I believe you should try :
Including either
boost/accumulators/numeric/functional/vector.hpp before any other accumulators header
boost/accumulators/numeric/functional.hpp while defining BOOST_NUMERIC_FUNCTIONAL_STD_VECTOR_SUPPORT
Bringing the operators into scope with a using namespace boost::numeric::operators;.
There's only one last detail left : execution will break at runtime because the initial accumulated value is default-constructed, and an assertion will occur when trying to add a vector of size n to an empty vector. For this, it seems you should initialize the accumulator with (where n is the number of elements in your vector) :
accumulator_set<std::vector<double>, stats<tag::mean> > acc(std::vector<double>(n));
I tried the following code, mean gives me a std::vector of size 2 :
int main()
{
accumulator_set<std::vector<double>, stats<tag::mean> > acc(std::vector<double>(2));
const std::vector<double> v1 = boost::assign::list_of(1.)(2.);
const std::vector<double> v2 = boost::assign::list_of(2.)(3.);
const std::vector<double> v3 = boost::assign::list_of(3.)(4.);
acc(v1);
acc(v2);
acc(v3);
const std::vector<double> &meanVector = mean(acc);
}
I believe this is what you wanted ?

I don't have it set up to try right now, but if all boost::accumulators need is properly defined mathematical operators, then you might be able to get away with a different vector type: http://www.boost.org/doc/libs/1_37_0/libs/numeric/ublas/doc/vector.htm

And what about the documentation?
// The data for which we wish to calculate statistical properties:
std::vector< double > data( /* stuff */ );
// The accumulator set which will calculate the properties for us:
accumulator_set< double, features< tag::min, tag::mean > > acc;
// Use std::for_each to accumulate the statistical properties:
acc = std::for_each( data.begin(), data.end(), acc );

Related

Graph with std::vectors?

I thought that a cool way of using vectors could be to have one vector class template hold an two separate int variables for x/y-coordinates to graph.
example:
std::vector<int, int> *name*;
// First int. being the x-intercept on a graph
// Second int. being the y-intercept on a graph
(I also understand that I could just make every even/odd location or two separate vectors to classify each x/y-coordinate, but for me I would just like to see if this could work)
However, after making this vector type, I came across an issue with assigning which int within the vector will be written to or extracted from.

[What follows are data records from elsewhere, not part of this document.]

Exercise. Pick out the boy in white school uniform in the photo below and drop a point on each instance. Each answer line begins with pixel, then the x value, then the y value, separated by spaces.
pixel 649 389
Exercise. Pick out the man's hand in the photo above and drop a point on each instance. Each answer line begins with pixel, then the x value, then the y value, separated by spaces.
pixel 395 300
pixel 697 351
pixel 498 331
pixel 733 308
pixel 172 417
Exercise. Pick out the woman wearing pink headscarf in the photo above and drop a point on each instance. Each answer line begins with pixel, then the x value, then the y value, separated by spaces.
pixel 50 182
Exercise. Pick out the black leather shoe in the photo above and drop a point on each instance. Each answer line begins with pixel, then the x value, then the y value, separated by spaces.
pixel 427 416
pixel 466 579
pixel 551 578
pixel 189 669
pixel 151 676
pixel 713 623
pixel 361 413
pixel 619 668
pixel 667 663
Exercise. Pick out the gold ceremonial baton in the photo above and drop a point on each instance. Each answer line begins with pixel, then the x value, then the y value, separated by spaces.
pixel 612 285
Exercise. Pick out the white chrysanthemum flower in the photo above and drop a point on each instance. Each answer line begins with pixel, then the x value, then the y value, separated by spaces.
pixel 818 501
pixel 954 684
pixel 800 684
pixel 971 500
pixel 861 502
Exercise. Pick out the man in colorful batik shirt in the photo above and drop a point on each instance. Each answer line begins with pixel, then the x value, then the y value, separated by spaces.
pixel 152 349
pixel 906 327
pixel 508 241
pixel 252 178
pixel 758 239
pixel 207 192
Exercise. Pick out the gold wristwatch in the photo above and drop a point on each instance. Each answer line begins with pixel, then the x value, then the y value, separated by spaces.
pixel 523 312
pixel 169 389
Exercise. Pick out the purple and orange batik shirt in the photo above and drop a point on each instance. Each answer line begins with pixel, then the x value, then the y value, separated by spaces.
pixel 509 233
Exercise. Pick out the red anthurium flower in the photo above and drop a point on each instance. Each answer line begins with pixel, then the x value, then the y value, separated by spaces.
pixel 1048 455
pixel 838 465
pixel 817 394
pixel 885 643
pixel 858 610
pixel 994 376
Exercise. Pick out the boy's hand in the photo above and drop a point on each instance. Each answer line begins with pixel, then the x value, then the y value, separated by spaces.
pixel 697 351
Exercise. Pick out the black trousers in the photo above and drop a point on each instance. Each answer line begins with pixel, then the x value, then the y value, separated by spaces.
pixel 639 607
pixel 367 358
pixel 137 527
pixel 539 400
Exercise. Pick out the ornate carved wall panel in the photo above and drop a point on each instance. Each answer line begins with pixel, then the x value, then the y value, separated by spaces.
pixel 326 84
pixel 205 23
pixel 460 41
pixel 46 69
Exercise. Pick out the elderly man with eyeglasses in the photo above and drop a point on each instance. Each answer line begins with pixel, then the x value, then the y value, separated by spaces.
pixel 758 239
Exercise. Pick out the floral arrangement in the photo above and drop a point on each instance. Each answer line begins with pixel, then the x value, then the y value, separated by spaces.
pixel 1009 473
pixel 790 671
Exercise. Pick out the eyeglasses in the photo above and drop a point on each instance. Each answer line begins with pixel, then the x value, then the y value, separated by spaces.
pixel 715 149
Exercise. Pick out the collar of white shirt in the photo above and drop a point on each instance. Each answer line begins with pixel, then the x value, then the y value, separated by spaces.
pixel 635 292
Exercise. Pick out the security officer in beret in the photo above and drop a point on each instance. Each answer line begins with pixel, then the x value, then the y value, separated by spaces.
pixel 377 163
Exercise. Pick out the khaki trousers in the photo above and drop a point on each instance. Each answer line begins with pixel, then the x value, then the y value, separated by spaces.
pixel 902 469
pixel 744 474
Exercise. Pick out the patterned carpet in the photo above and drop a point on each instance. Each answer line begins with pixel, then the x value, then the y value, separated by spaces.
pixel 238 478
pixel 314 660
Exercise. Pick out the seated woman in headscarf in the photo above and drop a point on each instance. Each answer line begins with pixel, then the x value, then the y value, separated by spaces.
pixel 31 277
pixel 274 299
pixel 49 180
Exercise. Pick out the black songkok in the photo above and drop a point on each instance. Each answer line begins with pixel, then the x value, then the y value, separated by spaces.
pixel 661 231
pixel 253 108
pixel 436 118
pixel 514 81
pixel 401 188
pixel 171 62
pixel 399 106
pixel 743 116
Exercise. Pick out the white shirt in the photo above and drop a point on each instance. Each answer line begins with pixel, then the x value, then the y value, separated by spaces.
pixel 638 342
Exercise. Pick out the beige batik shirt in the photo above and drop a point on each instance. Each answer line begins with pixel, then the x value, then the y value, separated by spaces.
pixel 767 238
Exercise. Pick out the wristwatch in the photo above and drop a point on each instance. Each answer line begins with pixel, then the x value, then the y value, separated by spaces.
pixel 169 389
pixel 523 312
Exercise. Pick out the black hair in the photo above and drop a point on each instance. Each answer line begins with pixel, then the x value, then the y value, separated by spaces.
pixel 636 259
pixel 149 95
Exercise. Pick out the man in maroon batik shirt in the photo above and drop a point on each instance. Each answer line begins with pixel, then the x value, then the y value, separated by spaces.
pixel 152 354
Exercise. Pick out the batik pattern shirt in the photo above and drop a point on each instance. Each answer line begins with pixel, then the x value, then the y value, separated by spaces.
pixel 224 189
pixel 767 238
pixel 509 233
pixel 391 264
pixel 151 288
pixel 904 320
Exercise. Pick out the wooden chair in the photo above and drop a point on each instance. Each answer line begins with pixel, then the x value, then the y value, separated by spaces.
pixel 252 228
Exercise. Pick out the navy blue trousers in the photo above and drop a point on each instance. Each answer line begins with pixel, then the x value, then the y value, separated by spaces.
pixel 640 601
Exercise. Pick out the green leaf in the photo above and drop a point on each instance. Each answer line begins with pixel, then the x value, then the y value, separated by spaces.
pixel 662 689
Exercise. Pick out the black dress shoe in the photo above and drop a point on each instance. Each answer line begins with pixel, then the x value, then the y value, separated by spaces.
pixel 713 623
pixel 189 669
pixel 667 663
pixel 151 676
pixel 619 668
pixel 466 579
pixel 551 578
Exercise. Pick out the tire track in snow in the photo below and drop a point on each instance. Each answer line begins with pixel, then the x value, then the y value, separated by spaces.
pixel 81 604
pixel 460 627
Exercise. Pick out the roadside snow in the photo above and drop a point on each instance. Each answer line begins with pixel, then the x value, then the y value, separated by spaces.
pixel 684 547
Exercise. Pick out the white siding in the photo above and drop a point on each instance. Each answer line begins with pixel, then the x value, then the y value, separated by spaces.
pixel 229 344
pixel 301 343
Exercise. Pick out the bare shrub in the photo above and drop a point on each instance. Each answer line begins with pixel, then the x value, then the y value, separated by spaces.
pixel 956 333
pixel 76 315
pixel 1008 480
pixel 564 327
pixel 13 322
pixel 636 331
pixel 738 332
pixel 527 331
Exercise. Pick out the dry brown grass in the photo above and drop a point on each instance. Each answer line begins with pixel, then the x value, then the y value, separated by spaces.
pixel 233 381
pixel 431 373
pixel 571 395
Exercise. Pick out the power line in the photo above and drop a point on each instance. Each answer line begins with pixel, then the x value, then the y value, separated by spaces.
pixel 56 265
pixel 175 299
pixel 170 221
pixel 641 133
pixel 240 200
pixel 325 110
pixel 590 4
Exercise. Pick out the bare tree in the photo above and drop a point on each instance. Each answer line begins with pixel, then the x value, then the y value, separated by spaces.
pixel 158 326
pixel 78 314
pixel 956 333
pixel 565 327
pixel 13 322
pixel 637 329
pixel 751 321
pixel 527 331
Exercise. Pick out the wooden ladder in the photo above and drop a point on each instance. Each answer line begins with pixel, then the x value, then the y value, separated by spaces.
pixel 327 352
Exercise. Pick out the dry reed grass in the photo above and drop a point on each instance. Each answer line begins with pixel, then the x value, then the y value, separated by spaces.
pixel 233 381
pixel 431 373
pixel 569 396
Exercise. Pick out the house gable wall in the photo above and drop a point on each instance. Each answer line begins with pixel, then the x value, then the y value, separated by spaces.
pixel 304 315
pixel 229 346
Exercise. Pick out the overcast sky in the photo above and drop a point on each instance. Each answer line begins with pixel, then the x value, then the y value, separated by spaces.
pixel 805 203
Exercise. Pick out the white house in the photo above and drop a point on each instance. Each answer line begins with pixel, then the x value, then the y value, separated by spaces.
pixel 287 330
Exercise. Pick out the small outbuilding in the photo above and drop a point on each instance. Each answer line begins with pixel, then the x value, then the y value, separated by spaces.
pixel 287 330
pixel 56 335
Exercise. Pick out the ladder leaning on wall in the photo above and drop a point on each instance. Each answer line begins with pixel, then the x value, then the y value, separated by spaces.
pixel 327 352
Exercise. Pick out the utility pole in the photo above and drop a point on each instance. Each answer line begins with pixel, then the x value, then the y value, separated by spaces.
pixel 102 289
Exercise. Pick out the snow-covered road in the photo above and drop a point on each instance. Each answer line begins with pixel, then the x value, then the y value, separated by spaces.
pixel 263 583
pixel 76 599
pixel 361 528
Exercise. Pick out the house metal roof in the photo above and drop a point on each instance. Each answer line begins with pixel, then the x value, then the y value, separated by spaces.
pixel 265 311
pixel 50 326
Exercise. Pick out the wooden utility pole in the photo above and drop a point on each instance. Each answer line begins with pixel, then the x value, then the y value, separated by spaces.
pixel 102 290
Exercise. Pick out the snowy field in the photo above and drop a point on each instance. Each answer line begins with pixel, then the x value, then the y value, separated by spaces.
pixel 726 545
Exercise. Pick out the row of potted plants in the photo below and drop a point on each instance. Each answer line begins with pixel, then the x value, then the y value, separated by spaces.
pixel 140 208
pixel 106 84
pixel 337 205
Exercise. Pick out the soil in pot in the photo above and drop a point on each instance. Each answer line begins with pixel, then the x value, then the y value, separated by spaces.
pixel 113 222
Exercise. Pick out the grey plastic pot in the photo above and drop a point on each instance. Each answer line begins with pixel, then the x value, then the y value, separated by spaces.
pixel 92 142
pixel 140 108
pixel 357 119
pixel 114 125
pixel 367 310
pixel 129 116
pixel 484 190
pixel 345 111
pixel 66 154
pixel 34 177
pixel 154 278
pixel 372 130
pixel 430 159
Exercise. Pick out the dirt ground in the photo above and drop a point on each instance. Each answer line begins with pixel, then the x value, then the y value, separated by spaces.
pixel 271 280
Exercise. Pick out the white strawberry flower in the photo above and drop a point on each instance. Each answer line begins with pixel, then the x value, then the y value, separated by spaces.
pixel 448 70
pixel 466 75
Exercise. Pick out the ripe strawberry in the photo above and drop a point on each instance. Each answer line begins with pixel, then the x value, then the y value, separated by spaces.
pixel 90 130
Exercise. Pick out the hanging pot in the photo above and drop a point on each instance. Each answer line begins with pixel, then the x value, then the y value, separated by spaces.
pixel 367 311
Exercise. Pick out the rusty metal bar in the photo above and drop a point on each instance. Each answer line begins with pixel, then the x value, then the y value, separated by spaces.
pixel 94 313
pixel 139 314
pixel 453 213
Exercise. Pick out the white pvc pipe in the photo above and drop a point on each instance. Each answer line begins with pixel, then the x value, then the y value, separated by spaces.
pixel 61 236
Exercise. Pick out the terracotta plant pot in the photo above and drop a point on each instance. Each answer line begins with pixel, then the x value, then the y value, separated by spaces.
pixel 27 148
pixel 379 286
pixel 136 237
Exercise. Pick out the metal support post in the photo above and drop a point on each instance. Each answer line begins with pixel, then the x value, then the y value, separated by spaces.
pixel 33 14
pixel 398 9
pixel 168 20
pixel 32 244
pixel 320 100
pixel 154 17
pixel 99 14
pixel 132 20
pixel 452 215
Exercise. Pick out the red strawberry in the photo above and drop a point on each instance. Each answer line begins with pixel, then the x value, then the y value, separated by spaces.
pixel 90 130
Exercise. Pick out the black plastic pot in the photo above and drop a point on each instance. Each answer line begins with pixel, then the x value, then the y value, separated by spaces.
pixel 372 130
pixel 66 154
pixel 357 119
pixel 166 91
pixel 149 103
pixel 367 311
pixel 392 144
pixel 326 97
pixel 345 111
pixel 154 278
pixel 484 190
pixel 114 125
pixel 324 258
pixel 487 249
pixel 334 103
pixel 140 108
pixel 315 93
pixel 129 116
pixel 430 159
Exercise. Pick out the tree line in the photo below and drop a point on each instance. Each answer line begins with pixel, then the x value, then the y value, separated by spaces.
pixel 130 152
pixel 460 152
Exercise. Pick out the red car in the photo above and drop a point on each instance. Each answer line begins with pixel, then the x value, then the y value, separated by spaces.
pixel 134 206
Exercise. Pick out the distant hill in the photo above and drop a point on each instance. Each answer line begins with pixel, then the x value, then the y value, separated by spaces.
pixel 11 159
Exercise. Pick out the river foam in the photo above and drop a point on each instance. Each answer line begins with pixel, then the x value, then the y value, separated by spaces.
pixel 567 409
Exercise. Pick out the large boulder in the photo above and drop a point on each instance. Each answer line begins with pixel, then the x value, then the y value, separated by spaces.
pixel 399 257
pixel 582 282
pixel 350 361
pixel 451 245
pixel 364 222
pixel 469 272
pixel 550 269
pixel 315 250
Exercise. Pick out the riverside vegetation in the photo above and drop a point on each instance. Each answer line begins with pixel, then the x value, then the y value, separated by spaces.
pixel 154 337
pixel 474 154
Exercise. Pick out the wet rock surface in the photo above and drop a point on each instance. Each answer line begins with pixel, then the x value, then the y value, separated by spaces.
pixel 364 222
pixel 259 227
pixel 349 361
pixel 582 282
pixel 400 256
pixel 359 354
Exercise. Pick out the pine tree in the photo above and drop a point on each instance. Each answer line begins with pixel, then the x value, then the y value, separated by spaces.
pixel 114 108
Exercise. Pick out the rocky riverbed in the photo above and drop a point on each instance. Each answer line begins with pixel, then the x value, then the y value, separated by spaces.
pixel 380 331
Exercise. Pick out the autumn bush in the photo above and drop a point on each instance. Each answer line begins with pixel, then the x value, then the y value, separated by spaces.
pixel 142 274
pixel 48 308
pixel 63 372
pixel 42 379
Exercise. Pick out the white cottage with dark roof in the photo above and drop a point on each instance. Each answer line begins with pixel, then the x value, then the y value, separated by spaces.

Could anyone tell me how to best select and std::cout both x/y ints appropriately?
P.S. - My main goal, in using vectors this way, is to make a very basic graph output to Visual Studio terminal. While being able to change individual x/y-intercepts by 'selecting' and changing if needed. These coordinates will be outputted to the terminal via for/while loops.
Also, would anyone like to list out different ways to best make x/y-coordinates with different containers?
Your question rather broad, in other words it is asking for a bit too much. I will just try to give you some pointers from which you can work your way to what you like.
A) equidistant x
If your x values are equidistant, ie 0, 0.5, 1, 1.5 then there is no need to store them, simply use a
std::vector<int> y;
if the number of variables is not known at compile time, otherwise a
std::array<int,N> y;
B) arbitrary x
There are several options that depend on what you actually want to do. For simply storing (x,y)-pairs and printing them on the screen, they all work equally well.
map
std::map<int,int> map_x_to_y = { { 1,1}, {2,4}, {3,9}};
// print on screen
for (const auto& xy : map_x_to_y) {
std::cout << xy.first << ":" xy.second;
}
a vector of pairs
std::vector<std::pair<int,int>> vector_x_and_y = { { 1,1}, {2,4}, {3,9}};
Printing on screen is actually the same as with map. The advantage of the map is that it has its elements ordered, while this is not the case for the vector.
C) not using any container
For leightweight calculations you can consider to not store the (xy) pairs at all, but simply use a function:
int fun(int x) { return x*x; }
TL;DR / more focussed
A vector stores one type. You cannot have a std::vector<int,int>. If you look at the documentation of std::vector you will find that the second template parameter is an allocator (something you probably dont have to care about for some time). If you want to store two values as one element in a vector you either have to use std::vector<std::pair<double,double>> or a different container.
PS
I used std::pair in the examples above. However, I do consider it as good practice to name things whenever I can and leave std::pair for cases when I simply cannot give names better than first and second. In this spirit you can replace std::pair in the above examples with a
struct data_point {
int x;
int y;
};

Random normal distribution by Gaussian in C++

I have my function in Python for normal distribution. I need to convert it to C++ and i am not familiar with language.
Here is my Python:
def calculation(value):
sigma = 0.5
size = 10000
x = 200
x_distribution = np.random.normal(value, sigma, size)
for i in x_distribution:
x.append(i)
return x
And it works as expected. I am trying to re-write same thing in C++ and found only the Link and where the "std::normal_distribution<> d{5,2};
" has to make magic. But i could not figure it out how to implement.
Here what i have tried and it is failing.
# include frame.distribution
Frame DistributionModel(x_mu, x_sigma)
{
// Motion model;ignore it
model = std::normal_distribution<> d{x_mu,x_sigma};
return model;
}
Please, help me. Looking for any hints. Thanks.
Well, trouble without end...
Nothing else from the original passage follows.